2018
22″x30″
Watercolor and ink
Collection of Alec Swink

2019
22″x30″
Watercolor and ink
Private collection

2018
22″x30″
Watercolor and ink
Courtesy of the artist

2016
22″x30″
Watercolor
Collection of Jacob and Nirmala Thomas
Michelle Sindha Thomas is a California-based writer and artist whose award-winning work contributes to international collections. She grew up in Chicago’s Riverview neighborhood and studied literature, drawing, painting, design, and art history, graduating with a BFA in Studio Art and Art Education. While teaching high school Visual Arts and English, she received her MLA from Washington University in St Louis, completed with interdisciplinary analyses of art, film, and literature—culminating in a publication entitled And Others: Pursuit of Individuality in Minority Creative Expression 1984-Present. She works in a variety of media and essays themes of memory, place, and identity.
Artist’s statement
My mother missed her people and her place and so decided to travel during her pregnancy, to leave the US and give birth in India. When I was exactly 30 days old, we flew thousands of miles away from the tropics to a bright, cold, Chicago spring.

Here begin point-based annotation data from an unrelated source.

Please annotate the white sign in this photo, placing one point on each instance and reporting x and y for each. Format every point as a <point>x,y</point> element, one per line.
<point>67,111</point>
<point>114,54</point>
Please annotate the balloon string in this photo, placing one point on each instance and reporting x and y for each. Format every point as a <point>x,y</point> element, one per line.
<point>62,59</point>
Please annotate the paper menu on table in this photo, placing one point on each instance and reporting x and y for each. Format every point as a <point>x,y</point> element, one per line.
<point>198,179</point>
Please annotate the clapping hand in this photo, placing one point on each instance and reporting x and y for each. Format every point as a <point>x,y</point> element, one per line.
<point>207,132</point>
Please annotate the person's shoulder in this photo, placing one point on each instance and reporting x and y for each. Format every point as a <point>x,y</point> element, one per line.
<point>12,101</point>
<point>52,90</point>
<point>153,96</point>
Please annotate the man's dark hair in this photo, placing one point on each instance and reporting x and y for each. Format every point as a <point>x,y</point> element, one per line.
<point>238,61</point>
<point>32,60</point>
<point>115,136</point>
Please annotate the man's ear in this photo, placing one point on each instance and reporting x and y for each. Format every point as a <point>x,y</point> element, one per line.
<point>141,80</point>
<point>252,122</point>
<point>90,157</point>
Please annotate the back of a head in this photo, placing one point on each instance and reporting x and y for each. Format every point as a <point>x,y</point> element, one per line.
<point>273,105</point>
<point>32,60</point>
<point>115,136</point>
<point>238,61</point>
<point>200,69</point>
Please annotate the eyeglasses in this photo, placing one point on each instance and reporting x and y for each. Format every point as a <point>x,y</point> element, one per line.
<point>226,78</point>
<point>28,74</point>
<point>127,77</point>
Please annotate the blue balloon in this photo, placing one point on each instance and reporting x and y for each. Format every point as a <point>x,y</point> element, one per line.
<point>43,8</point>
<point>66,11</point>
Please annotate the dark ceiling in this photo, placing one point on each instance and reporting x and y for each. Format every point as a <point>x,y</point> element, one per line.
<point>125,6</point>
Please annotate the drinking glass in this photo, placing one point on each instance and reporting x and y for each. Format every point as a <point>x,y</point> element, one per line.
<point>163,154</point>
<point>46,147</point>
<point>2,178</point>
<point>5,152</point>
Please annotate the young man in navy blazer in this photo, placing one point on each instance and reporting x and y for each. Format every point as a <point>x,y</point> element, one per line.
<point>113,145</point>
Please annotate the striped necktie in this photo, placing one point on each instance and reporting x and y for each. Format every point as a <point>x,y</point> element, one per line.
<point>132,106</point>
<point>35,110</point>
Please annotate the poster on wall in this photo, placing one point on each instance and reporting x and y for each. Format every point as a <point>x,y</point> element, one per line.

The immigrant’s nature moves him. My parents were not of immigrant nature, yet, by chance, by circumstance they landed in the US. Once they landed, it’s true, they became movers, shakers, corporate gypsies, but only because they were searching for a fit; they were like puppies, circling, circling, circling, trying to find a comfortable spot in the world for our family. I am not of immigrant nature, though I also keep shifting restlessly. The immigrant seeks opportunity; I look for something that feels like home, a place of heat and a place of cold, I look for people who understand, search for foods that taste like an Indian-Chicagoan childhood, glazed strawberries and marzipan tart, a neighborhood enveloped in the scent of Brach’s butterscotch by night. This is why restlessness remains my constant and why I seek to delineate that place, to have what the children of immigrants never really have, a place called HOME.

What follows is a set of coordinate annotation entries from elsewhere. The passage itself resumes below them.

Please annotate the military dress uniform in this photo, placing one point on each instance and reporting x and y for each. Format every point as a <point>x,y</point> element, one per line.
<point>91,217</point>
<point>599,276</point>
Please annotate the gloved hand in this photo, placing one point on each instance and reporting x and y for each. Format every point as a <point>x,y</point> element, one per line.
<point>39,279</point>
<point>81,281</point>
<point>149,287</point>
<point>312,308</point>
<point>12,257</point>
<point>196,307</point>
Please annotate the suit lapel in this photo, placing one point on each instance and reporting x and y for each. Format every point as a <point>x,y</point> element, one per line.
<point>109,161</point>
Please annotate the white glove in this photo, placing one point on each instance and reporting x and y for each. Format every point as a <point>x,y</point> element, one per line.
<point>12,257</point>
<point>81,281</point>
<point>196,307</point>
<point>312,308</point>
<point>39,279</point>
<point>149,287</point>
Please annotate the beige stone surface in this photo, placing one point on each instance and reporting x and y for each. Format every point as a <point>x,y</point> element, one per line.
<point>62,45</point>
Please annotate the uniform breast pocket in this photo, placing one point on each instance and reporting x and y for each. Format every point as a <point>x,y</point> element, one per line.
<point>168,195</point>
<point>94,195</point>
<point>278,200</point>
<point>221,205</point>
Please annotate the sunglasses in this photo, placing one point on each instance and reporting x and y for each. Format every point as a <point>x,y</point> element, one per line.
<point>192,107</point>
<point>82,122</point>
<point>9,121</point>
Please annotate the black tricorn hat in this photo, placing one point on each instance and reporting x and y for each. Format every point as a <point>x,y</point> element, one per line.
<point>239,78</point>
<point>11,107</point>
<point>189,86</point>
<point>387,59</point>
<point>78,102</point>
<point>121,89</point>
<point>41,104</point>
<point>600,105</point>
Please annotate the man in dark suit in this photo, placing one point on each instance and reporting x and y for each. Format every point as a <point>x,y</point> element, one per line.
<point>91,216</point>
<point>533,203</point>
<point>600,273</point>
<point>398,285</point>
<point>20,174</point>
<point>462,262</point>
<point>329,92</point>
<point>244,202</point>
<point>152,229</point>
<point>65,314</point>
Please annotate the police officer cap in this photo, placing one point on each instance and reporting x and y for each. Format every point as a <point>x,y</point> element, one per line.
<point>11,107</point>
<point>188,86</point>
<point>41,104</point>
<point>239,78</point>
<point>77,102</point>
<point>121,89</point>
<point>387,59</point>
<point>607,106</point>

There exists a place maybe I should call home. At the extremity of a continent, on the tip of a peninsula, there, where I was born, where my parents were born, my grandparents, and their parents were born—Kerala, an enclave of coconut palms and sassy wisecrackers and humble heroes. When we visit, I feel nearly whole; we drink the water the dinosaurs and our great-great-great-great grandparents drank.

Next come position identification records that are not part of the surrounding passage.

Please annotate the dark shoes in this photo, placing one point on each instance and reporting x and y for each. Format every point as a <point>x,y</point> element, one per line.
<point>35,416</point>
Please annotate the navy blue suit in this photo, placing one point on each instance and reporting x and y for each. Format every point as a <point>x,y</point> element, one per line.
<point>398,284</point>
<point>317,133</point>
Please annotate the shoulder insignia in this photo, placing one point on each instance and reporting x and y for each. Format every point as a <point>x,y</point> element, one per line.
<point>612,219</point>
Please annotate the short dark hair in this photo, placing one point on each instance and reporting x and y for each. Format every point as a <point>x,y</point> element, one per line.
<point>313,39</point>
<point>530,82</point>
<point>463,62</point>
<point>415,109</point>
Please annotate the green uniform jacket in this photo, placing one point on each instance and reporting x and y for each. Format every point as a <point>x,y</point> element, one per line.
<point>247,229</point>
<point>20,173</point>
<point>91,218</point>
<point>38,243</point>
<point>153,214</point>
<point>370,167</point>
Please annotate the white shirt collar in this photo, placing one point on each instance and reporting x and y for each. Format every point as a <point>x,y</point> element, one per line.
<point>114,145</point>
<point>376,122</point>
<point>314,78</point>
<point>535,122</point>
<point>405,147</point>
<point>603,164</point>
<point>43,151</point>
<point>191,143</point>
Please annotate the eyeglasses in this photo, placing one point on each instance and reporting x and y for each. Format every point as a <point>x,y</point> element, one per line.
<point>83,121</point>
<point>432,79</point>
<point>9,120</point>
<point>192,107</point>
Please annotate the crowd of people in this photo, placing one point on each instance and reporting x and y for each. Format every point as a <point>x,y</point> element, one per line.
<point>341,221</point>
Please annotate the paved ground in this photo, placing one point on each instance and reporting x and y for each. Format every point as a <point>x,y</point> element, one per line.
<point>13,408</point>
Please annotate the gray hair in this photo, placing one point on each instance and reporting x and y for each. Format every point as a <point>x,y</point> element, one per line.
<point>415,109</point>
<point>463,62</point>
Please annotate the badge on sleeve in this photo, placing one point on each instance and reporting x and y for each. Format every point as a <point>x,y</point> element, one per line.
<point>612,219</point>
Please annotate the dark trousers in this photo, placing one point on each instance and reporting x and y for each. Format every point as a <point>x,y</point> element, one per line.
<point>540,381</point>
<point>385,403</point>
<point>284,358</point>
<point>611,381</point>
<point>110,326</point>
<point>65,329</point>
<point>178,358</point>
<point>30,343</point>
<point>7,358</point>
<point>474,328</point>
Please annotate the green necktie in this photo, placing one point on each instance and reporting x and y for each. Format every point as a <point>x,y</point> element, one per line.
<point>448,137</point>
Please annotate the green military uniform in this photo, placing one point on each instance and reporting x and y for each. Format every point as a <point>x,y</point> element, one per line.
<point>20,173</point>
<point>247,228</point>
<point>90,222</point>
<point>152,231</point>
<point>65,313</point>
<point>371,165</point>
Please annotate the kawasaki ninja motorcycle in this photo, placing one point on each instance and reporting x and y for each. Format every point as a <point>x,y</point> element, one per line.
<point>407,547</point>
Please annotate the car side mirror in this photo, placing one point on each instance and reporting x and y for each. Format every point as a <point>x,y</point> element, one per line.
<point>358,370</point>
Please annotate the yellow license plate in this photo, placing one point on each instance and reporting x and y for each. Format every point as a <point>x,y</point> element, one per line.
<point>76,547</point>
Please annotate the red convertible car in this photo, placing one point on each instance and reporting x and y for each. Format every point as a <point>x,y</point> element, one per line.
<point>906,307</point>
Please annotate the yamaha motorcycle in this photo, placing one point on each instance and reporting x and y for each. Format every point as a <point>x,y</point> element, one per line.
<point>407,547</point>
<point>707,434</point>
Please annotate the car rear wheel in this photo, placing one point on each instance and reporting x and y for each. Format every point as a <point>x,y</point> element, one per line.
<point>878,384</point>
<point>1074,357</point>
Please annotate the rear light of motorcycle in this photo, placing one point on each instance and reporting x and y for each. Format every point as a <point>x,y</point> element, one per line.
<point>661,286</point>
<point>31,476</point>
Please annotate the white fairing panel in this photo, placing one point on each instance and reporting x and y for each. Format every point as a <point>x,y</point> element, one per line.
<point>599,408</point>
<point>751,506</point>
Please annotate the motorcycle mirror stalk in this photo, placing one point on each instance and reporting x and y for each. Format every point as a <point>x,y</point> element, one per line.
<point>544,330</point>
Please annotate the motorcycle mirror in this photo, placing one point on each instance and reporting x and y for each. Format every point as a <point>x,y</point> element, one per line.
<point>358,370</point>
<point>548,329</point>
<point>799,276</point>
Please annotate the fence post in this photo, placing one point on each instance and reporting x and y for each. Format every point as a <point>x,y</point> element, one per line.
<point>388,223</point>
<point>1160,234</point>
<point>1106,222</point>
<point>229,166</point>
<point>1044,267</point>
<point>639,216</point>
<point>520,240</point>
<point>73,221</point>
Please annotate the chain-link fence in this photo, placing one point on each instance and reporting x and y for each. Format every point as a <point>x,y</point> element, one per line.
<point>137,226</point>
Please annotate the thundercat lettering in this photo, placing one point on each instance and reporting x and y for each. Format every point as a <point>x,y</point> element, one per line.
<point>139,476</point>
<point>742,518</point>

The grass is always greener on the other side. I keep forgetting.
I feel most at home in airports. The world is a big house, and the countries are rooms, and we can always go back. And forth.
My watercolor collections represent a sense of place, addressing themes of an identity between cultures in which imagery from childhood, portraits of the melancholic and the joyous and the fearless, cityscapes and earthy vignettes fuse to express my existence and craving for home. Art creates meaning where none previously existed.